Several scientific publications show the proof of principle that betaine anhydrate can be used to overcome heat stress. The impact of severe heat stress could partially be overcome by adding betaine to the diet in slow growing broilers. Adding 1 kg betaine to the diet improved weight gain and feed conversion compared to negative control treatment. More importantly, rectal temperature decreased (43.2ºC versus 41.9ºC) compared to negative control. Panting, a mechanism of heavily breathing to loose heat via evaporation, was also reduced significantly. Under milder heat stress conditions (31ºC, ±85% relative humidity) in conventional broilers, the same eff ects can be expected (Haldar ea, Thailand 2011). More importantly, it is proven that betaine hydrochloride has similar osmoregulatory properties as an anhydrous source. Heat stress commenced on day 14. In this trial a positive control, and negative control were used whereby the negative control treatment was lowered in methionine (850 gr/Mt), added choline was removed and energy was reduced (-50 kcal ME).
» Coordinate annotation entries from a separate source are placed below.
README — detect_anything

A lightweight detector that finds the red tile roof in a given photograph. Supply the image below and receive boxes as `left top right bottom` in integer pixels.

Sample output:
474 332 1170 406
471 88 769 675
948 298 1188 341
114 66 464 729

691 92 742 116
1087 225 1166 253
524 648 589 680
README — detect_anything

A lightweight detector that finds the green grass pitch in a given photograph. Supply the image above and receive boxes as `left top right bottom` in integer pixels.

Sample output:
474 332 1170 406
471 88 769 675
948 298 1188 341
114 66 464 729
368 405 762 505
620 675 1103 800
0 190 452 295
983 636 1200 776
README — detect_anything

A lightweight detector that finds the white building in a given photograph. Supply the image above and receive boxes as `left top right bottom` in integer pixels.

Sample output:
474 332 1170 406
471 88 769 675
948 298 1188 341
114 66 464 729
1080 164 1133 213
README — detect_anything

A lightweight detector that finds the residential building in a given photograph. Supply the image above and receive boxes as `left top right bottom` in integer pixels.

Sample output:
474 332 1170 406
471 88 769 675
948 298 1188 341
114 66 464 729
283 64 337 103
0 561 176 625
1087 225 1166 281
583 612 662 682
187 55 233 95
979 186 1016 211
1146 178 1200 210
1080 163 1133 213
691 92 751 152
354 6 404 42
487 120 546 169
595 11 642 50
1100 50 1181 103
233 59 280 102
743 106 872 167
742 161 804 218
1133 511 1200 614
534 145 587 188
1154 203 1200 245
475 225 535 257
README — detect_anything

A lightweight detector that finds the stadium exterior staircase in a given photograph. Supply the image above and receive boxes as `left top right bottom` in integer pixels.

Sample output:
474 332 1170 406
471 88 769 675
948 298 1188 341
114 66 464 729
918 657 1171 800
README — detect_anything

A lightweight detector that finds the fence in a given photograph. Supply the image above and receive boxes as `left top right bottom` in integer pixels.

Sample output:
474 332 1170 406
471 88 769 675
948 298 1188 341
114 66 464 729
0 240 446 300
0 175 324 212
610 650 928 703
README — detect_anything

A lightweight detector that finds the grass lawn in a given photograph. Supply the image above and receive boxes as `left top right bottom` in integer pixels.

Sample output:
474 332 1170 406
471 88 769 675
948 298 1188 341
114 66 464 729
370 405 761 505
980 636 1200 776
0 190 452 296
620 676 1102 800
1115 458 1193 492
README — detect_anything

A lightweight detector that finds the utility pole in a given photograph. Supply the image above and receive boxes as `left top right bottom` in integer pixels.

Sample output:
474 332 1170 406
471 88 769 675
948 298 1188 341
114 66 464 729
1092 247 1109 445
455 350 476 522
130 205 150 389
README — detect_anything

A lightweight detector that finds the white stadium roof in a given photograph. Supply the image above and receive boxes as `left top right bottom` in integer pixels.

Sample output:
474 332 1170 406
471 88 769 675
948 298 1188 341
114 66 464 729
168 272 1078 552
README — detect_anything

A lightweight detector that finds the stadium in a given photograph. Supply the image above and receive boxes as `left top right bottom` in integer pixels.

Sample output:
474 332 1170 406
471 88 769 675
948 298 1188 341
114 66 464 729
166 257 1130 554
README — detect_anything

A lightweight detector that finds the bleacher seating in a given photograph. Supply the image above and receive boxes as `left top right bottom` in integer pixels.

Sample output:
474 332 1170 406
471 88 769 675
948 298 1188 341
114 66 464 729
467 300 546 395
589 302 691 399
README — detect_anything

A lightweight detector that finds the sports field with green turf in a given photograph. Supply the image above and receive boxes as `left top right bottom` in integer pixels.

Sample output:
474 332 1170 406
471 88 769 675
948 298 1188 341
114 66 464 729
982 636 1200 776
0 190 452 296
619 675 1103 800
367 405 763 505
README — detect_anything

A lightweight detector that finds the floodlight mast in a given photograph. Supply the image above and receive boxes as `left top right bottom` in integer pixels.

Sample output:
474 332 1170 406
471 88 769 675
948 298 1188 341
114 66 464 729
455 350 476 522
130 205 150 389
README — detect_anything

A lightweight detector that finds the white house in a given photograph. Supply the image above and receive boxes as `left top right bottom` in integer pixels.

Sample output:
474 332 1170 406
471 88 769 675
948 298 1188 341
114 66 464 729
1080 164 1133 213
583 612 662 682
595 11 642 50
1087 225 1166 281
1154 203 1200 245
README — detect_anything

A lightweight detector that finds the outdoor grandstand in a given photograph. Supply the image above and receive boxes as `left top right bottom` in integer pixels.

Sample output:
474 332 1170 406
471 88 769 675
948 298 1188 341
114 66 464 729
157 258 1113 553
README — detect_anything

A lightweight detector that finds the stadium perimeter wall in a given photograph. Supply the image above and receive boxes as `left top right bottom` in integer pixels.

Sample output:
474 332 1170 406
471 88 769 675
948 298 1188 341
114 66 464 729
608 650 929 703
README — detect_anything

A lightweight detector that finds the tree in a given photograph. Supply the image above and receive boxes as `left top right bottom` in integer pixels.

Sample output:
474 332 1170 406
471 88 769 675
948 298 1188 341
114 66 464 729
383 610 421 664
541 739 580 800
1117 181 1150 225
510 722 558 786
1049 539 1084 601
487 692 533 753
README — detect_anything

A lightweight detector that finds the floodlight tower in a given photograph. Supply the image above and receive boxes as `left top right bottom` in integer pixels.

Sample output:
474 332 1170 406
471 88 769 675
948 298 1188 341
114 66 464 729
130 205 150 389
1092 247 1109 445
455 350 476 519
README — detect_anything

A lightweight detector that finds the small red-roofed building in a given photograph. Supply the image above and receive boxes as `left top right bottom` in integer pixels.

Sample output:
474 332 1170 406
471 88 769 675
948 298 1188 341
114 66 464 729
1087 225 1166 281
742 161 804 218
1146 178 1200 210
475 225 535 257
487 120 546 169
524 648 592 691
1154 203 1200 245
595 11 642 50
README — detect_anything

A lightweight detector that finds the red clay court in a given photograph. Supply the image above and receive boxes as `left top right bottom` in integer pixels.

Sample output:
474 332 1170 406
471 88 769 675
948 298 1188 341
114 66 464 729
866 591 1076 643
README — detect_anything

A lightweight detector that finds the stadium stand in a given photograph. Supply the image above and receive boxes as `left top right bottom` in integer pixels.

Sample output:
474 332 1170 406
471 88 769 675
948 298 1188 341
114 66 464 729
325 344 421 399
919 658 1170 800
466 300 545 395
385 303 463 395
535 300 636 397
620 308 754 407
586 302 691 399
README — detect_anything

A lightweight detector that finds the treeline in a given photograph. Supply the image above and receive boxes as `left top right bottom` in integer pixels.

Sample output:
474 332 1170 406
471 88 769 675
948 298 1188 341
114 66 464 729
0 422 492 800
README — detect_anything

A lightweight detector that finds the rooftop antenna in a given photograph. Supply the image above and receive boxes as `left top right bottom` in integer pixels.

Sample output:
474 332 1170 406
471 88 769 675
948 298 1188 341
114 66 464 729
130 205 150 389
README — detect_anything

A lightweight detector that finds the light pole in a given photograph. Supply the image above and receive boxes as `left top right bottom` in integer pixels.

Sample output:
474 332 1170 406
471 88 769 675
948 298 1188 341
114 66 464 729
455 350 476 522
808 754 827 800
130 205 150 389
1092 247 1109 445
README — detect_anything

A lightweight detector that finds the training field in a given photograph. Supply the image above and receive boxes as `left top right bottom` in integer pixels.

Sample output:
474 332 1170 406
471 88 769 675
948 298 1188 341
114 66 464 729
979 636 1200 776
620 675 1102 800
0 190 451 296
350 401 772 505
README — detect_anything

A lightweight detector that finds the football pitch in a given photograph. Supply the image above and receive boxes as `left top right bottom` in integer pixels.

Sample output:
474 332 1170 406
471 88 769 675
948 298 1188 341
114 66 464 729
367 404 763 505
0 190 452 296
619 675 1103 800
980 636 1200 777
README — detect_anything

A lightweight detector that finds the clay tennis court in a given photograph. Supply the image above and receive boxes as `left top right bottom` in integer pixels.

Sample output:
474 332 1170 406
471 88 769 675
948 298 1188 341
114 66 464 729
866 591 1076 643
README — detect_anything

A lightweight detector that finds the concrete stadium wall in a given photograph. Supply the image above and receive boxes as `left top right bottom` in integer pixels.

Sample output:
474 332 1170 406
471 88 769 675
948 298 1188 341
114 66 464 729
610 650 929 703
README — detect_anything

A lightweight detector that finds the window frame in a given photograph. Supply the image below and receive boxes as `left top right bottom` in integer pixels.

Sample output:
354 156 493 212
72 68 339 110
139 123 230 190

Betaine hydrochloride was added at 1.3 kg/Mt and 2.0 kg/mt whereby same replacement of methionine, choline and energy as in negative control was used. Body weight of broilers at 38 days increased from 1.80 kg (control) to 1.84 kg and 1.86 kg for birds fed 1.3 kg/mt and 2.0 kg/mt betaine hydrochloride respectively. Feed conversion improved from 1.67 in positive control to 1.63 (1.3 kg betaine HCL) and 1.62 (2.0 kg betaine HCL). Figures 1 and 2 show the effect on rectal temperature and panting, clearly indicating that during heat stress betaine hydrochloride alleviates these negative effects.